Tempat penyimpanan lukisan - lukisannya adalah di sebuah galeri khusus orang - orang berkebutuhan khusus. Para penyandang d*********s yang senang melukis dan mengekspresikan diri dengan memainkan warna - warna.
Jalan Brahmana, nomor 17 gedung kesenian khusus pemilik kepribadian khusus dan tuna netra. Gedung lantai 3, Kai menatap tiga sampai empat buah kanvas yang terjejer di hadapannya. Hasil karya Aira.
Dari sekian banyak karya seni lukis yang terpampang di sana, beberapa lukisan Aira menjadi objek utama yang Kai tangkap.
Seorang pemuda dengan paras bak dewa yang terdapat mahkota kecil di atas kepalanya, tersenyum simpul dengan gurat tenang. Di depannya, seorang wanita dengan kacamata hitam dan tali yang mengikat kuat leher serta kakinya terdapat dalam lukisan itu.
Beberapa unsur abstrak dengan warna - warna cerah namun, jika dilihat sejenak akan terlihat seperti warna gelap memenuhi sekeliling dua orang itu.
Garis vertikal dan horizintal yang tidak tentu arah, bunga - bunga berpadu rumput lalang yang tinggi dan sebuah gedung kumuh turut menjadi isi dari kanvas berukuran sedang tersebut.
Indah, adalah kata yang cocok menggambarkan lukisan yang Kai lihat sekarang. Maknanya pun sangat dalam. Dia memang bukan seorang pengrajin seni atau seniman. Tapi, kegemarannya di dunia kesenian membuatnya mengetahui banyak sedikit tentang sebuah lukisan dengan pesan moral yang kuat.

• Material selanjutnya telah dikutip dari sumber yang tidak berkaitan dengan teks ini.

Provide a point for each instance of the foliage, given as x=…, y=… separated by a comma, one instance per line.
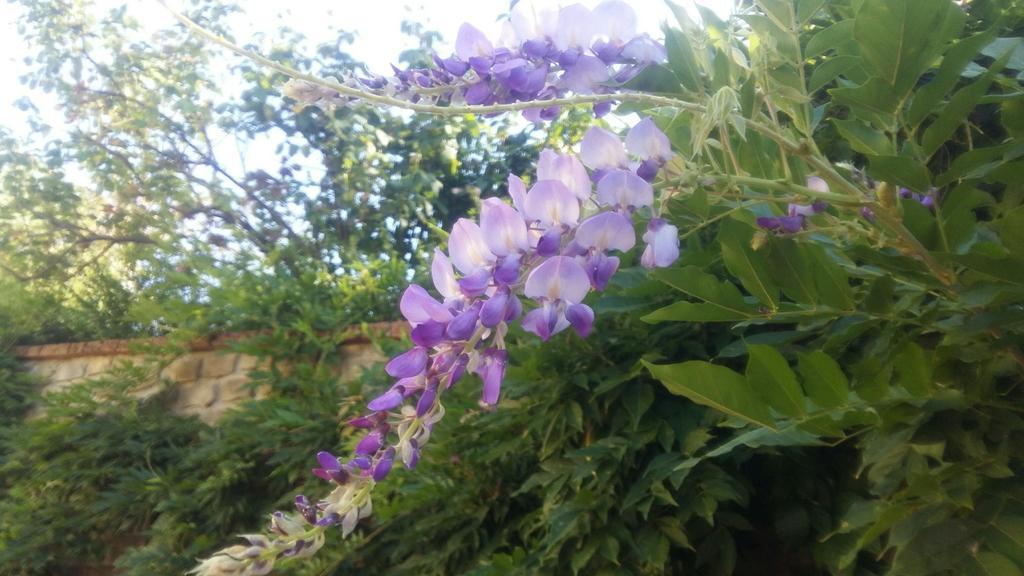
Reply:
x=126, y=218
x=841, y=400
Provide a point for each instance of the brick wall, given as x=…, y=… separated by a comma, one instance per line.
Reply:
x=210, y=378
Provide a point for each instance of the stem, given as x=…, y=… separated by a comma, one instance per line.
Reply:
x=782, y=186
x=421, y=107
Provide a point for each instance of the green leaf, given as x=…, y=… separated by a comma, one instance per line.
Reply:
x=996, y=565
x=899, y=170
x=808, y=274
x=829, y=70
x=901, y=39
x=807, y=8
x=995, y=47
x=863, y=138
x=769, y=373
x=913, y=370
x=953, y=64
x=823, y=379
x=829, y=38
x=749, y=266
x=873, y=100
x=716, y=386
x=681, y=58
x=880, y=297
x=696, y=312
x=723, y=296
x=960, y=106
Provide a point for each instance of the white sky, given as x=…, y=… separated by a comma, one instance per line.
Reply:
x=376, y=23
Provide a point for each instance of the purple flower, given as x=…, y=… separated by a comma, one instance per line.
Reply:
x=576, y=28
x=472, y=43
x=585, y=74
x=624, y=190
x=550, y=204
x=383, y=466
x=815, y=182
x=419, y=306
x=790, y=224
x=928, y=202
x=443, y=276
x=558, y=278
x=643, y=49
x=606, y=231
x=600, y=269
x=493, y=312
x=503, y=228
x=565, y=168
x=408, y=364
x=615, y=21
x=663, y=244
x=581, y=317
x=464, y=324
x=517, y=191
x=492, y=370
x=330, y=468
x=646, y=141
x=370, y=444
x=468, y=248
x=387, y=401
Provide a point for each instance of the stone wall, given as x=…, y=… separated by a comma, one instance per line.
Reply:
x=209, y=377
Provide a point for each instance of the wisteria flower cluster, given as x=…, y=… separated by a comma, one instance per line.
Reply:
x=542, y=54
x=531, y=261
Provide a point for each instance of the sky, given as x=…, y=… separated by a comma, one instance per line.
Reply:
x=376, y=23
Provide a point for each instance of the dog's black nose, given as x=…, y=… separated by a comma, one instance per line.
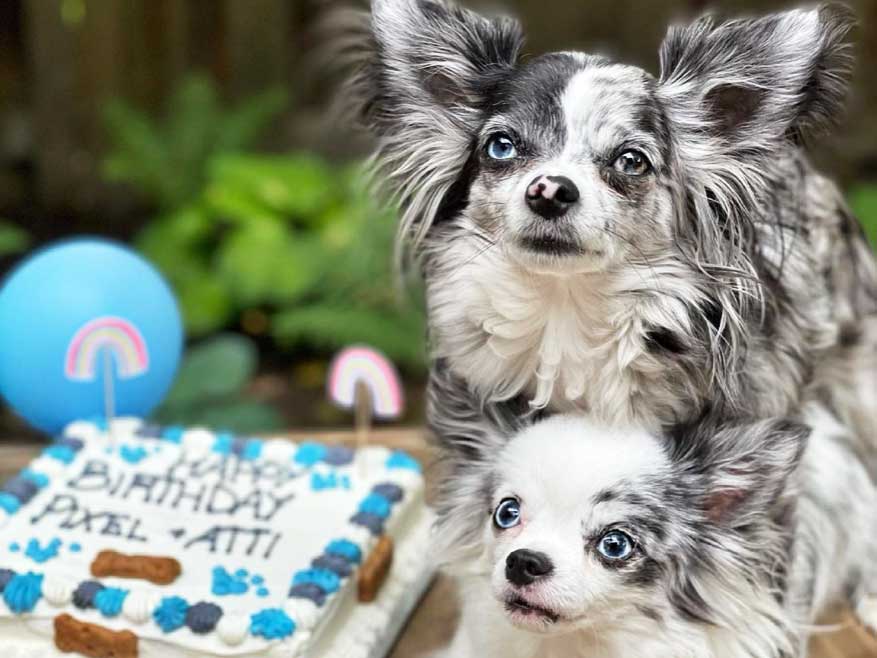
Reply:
x=551, y=196
x=523, y=567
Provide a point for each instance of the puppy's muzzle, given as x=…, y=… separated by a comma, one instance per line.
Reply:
x=551, y=197
x=524, y=567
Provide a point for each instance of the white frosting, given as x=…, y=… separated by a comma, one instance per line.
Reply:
x=138, y=606
x=57, y=589
x=233, y=629
x=271, y=516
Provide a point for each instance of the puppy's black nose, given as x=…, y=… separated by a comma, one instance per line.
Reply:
x=523, y=567
x=551, y=197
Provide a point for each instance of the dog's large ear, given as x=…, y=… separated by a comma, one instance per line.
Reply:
x=751, y=82
x=739, y=470
x=423, y=80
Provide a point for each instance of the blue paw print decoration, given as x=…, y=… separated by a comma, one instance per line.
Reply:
x=237, y=583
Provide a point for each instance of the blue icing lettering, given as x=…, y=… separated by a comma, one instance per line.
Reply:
x=309, y=453
x=9, y=503
x=252, y=450
x=400, y=459
x=225, y=584
x=39, y=479
x=346, y=549
x=22, y=592
x=376, y=504
x=223, y=444
x=133, y=454
x=60, y=453
x=40, y=554
x=171, y=614
x=271, y=624
x=202, y=617
x=174, y=433
x=326, y=580
x=109, y=601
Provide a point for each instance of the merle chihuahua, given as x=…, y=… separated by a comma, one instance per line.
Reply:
x=595, y=238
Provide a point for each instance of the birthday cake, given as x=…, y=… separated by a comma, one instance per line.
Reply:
x=135, y=540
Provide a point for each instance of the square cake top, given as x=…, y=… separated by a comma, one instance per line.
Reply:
x=203, y=541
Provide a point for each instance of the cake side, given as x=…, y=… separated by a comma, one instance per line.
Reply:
x=268, y=534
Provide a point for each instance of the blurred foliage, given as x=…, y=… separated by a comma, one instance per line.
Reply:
x=13, y=240
x=863, y=199
x=211, y=389
x=289, y=248
x=166, y=160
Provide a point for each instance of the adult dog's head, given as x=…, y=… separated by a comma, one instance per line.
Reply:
x=571, y=162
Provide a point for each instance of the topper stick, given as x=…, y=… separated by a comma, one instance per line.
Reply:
x=363, y=408
x=109, y=392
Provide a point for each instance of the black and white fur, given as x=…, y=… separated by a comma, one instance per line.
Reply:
x=737, y=545
x=729, y=274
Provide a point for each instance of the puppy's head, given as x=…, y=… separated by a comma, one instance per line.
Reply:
x=571, y=162
x=588, y=527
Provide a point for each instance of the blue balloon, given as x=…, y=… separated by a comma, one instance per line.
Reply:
x=79, y=315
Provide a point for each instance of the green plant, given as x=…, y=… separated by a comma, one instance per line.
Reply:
x=13, y=240
x=297, y=242
x=211, y=389
x=166, y=159
x=863, y=199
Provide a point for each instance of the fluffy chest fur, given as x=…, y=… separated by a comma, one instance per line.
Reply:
x=606, y=343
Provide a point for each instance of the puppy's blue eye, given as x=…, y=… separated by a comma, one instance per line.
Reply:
x=501, y=147
x=632, y=163
x=615, y=545
x=507, y=514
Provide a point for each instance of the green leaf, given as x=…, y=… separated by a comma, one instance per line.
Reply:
x=400, y=337
x=217, y=368
x=863, y=200
x=261, y=263
x=13, y=240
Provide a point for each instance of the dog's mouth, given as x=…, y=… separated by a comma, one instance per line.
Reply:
x=522, y=611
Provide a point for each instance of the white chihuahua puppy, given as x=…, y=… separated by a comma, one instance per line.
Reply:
x=715, y=542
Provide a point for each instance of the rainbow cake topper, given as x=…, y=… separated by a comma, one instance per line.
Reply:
x=364, y=368
x=113, y=335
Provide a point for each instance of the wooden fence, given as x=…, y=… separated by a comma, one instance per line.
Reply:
x=60, y=60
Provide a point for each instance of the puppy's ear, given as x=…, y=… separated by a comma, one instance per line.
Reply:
x=741, y=470
x=424, y=77
x=752, y=82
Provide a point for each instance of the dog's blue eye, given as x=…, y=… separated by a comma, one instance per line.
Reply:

Dan lukisan Aira, adalah sesuatu yang sangat mengangumkan. Seperti pelukisnya, hiasan dinding ini akan bersinar suatu saat nanti. Begitu yakin Kai membatin.
"Sudah ku bilang jelek, Dokter. Sekarang, Anda pasti menyesal. Iya kan?" Suara Aira mengalun lembut masuk ke telinga Kai dengan sopan.
Yang bisa Kai rasakan ada sedikit kejengkelan di sana.
"Bagus, Ra. Bagaimana kalau kita membuat kesepakatan baru lagi?" Kai bernegosiasi.
Sementara Aira mendongak cepat. Matanya masih terbalut perban tapi, dirinya sudah gentayangan ke mana - mana. Untung perginya bersama dengan Kaindra, yang notabene adalah salah satu dokter terbaik masa kini. Jadi, orang -orang tidak perlu merasa khawatir.
Sepanjang perjalanan pun, Aira berada di kursi roda. Jika mengharuskannya jalan maka, Kai akan menggendongnya.
"Kesepakatan apalagi Dokter Kaindra? Permintaan pertamaku saja belum ku katakan," celetuk Aira jengkel.
"Lalu, apa itu tadi. Ra? Sejak kapan kita pernah menjadi dekat?" sambungnya. Masih dengan nada suara yang sama.
Kai menghela napas sesaat. Lantas, memutar kursi roda yang Aira duduki menjadi menghadap dirinya.
"Kau ini, ternyata cerewet juga ya," ucap Kai.